The picture of poor health: Malta’s child obesity epidemic
There’s another thing the Auditor General said this week: kids are
not getting enough physical education inside government schools
Matthew Vella
There’s a price tag on child obesity and the health ministry claims it hovers at around €18 million every year. Other experts disagree – in 2008 the Grech and Farrugia found 25% of 3,461 children aged five to six were overweight and obese, and predicted health costs related to obesity will be as much as €70 million a year. That’s almost a new parliament.
There is yet no complete set of data on child obesity in Malta, although it has been acknowledged that the nation faces an “alarming” public health problem. Suffice it to say that in 2008, the WHO’s survey on health behaviour in school-aged children carried out in 2006 showed a deteriorating situation, listing Malta and the USA with the highest overall percentages of children who are obese: namely 25% and 30% of girls and boys respectively aged 11; 31% of both girls and boys aged 13; and 28% and 32% of girls and boys of 15.
This state of affairs seems to have been only confirmed, yet again, by the National Audit Office. This time pursuing investigations unrelated to power stations, its report into physical education lessons in state primary schools offered a clue into the worrying problem of child obesity.

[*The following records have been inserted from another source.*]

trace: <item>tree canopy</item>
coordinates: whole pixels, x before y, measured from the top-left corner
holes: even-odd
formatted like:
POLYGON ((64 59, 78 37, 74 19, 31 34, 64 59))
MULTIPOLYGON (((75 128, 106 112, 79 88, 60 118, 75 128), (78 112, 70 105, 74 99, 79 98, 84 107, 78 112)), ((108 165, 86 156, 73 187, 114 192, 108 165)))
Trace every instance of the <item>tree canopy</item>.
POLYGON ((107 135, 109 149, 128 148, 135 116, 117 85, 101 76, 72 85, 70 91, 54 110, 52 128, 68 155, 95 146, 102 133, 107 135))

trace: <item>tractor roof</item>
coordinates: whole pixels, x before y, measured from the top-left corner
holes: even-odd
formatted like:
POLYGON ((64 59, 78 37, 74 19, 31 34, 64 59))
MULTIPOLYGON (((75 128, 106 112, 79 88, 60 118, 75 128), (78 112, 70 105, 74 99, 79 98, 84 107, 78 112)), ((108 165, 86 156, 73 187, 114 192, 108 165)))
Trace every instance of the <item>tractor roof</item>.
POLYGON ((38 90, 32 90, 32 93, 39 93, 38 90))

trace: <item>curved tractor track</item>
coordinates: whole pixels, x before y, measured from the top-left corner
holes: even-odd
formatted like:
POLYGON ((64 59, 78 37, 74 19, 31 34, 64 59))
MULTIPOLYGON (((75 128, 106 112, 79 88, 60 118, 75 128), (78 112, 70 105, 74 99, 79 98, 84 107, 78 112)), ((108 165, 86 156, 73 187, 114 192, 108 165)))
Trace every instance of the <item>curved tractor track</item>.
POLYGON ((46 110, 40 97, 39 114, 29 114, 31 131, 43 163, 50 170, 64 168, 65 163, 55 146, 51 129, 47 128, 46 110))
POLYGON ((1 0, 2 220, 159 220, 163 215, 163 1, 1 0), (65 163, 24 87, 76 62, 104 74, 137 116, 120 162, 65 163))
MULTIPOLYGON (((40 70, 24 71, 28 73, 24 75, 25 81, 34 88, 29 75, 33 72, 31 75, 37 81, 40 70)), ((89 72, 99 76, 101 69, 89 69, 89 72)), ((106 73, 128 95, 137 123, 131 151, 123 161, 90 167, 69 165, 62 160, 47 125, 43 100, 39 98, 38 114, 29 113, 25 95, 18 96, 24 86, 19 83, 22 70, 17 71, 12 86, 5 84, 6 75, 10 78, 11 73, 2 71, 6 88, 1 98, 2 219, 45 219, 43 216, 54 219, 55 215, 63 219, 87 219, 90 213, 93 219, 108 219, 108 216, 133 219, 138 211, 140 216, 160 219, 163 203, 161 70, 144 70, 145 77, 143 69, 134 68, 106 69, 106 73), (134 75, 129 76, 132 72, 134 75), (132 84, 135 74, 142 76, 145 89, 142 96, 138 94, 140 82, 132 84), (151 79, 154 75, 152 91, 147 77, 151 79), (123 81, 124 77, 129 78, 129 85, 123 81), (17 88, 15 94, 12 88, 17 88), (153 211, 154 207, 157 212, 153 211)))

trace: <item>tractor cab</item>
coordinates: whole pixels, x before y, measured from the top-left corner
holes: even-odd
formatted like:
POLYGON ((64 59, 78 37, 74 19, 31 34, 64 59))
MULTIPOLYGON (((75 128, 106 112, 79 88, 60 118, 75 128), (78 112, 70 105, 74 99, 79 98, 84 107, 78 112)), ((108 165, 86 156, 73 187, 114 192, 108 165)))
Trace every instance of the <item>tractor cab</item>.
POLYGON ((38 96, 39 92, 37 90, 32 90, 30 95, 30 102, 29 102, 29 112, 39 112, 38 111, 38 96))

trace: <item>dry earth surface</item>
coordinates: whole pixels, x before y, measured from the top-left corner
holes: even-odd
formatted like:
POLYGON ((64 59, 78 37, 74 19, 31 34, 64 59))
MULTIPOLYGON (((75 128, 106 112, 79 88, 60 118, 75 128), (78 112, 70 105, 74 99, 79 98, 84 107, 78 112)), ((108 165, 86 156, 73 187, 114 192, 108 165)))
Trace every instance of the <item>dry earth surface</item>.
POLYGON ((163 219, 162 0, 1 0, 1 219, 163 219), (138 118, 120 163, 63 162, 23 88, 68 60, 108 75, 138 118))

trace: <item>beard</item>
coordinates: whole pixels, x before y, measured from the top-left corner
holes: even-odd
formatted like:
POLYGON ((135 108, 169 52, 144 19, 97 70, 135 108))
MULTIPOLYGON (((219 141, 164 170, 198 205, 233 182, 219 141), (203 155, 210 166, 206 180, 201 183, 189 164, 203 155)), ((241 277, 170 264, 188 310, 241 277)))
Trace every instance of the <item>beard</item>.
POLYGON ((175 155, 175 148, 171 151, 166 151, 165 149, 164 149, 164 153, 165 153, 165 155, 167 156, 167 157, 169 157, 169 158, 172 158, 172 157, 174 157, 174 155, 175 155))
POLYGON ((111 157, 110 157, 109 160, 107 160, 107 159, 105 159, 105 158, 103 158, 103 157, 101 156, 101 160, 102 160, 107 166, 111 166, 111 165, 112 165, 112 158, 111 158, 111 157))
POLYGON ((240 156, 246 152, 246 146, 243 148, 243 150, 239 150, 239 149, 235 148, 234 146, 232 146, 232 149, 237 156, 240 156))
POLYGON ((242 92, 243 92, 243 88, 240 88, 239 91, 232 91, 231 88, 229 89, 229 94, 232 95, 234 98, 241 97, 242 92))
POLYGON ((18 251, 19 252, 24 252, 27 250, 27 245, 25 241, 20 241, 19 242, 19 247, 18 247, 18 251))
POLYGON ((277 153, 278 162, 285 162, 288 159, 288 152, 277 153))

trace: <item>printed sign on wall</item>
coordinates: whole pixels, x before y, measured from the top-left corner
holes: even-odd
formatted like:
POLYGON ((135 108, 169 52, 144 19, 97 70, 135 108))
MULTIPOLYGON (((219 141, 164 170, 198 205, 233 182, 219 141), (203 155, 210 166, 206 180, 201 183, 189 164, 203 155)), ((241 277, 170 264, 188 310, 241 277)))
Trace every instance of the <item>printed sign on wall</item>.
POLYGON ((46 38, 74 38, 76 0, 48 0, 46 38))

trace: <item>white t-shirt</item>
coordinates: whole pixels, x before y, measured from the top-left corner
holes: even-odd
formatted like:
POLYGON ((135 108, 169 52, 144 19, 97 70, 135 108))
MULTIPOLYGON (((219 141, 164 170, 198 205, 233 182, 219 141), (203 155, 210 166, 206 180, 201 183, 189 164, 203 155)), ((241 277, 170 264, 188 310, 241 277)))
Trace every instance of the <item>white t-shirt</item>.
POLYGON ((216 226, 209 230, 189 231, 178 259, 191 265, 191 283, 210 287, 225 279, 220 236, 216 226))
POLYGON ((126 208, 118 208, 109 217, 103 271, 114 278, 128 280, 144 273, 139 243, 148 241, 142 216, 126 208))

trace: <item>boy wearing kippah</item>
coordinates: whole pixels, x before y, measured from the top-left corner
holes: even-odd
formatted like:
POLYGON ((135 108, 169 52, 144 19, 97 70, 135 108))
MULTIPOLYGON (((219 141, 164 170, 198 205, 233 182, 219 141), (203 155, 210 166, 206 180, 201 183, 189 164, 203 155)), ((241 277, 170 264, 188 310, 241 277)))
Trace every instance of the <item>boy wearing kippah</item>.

They are not even getting the basic time required for PE.
According to the report, fewer lessons are being held than the four, 30-minute weekly sessions recommended by the National Minimum Curriculum in primary schools. That’s also because the schools do not have adequate playgrounds, and because primary school teachers do not follow up on the weekly lessons given by peripatetic PE teachers.
Maltese children are now getting less exercise than ever before, and parents are even resorting to taking their children to special kids’ gyms to lose the fat and change their diets.
Pippo Psaila is one of the torchbearers of Maltese sport, and his career even reflects his own personal indefatigability: national football team coach, director of sport for the national Olympic committee, businessman and political candidate – it’s a remarkable CV.
So it’s no surprise when he says that the Maltese educational system, with its emphasis on traditional subjects, is crowding out physical education and sports.
“The system is highly taxing for PE and sport practice in general in view of curriculum content, the system of examination.”
Added to this was the NAO’s finding that PE teachers found students unenthusiastic about physical education, indeed showing “apathy and reluctance” to sweat themselves into some basic form of fitness.
This in itself was a continuation from the lack of importance placed on PE at primary level – the NAO said – but it did say that kids, teachers and their parents are just giving “overriding priority to examined subjects”, as Psaila points out.
Psaila hopes the reform to increase PE to two hours in primary and secondary state schools by 2010, and to three hours by 2015 will achieve fruition. But he adds that diet is also to blame inside these schools.
“Lunch breaks are not adequately maximised, especially at primary school level. There is a gross lack of food intake education for children and parents and also some foods offered for retail sale in school tuck shops leave much to be desired. There is a need for a joint effort by education and health promotion units to educate parents and children as to what and how much food is to be consumed.”
Psaila points out that the National Commission for Sports initiated various programmes to diffuse the value of sport as a tool for a better quality lifestyle. “Things are certainly better than they were four years ago, but I think this aspect needs more resources put at the disposal of us all so that we can ensure a better quality of life… which after all is all Vision 2015 and beyond is all about,” he says, chipping in Lawrence Gonzi’s blueprint for the future as a reference point.
Like Psaila, Dr Kirill Micallef Stafrace is a former candidate for the European Parliament. A sports doctor by profession, Micallef Stafrace argues that kids are becoming physically lazier.
“They are falling well short of the recommended minimum one-hour daily physical activity… everybody in this sector is anxiously waiting the recommendations of the interdepartmental committee the government had set up a couple of years back. Such a fuss was made about swine flu, yet hardly anything is being made on the factual obesity epidemic… people die from that too, definitely more than from swine flu.”
Micallef Stafrace also says that full blame cannot be laid at the feet of the authorities. Parents play a role in encouraging their children to, say, get them to watch less TV or spend less time at computers and video games, and get them out to exercise.
“A study in the USA showed very clearly that reducing TV viewing and computer time significantly reduced obesity levels as well as leading to an increase in physical activity. One must also remember that childhood obesity is also found among private school children. These two facts show that we cannot put the blame completely on the government.”
There are, however, other bureaucratic problems hampering kids’ physical fitness inside state schools. The NAO found that recent graduates with a Bachelor of Education (Honours) specialised in PE faced high thresholds to apply for the post of PE teachers. And a collective agreement bargained with the teachers’ union gave primary school teachers less time to follow up the PE lessons by peripatetic teachers.
These and other changes recommended by the NAO are expected to be the next challenge for the educational authorities, if they want to remove Maltese kids from of the most unsavoury of global rankings.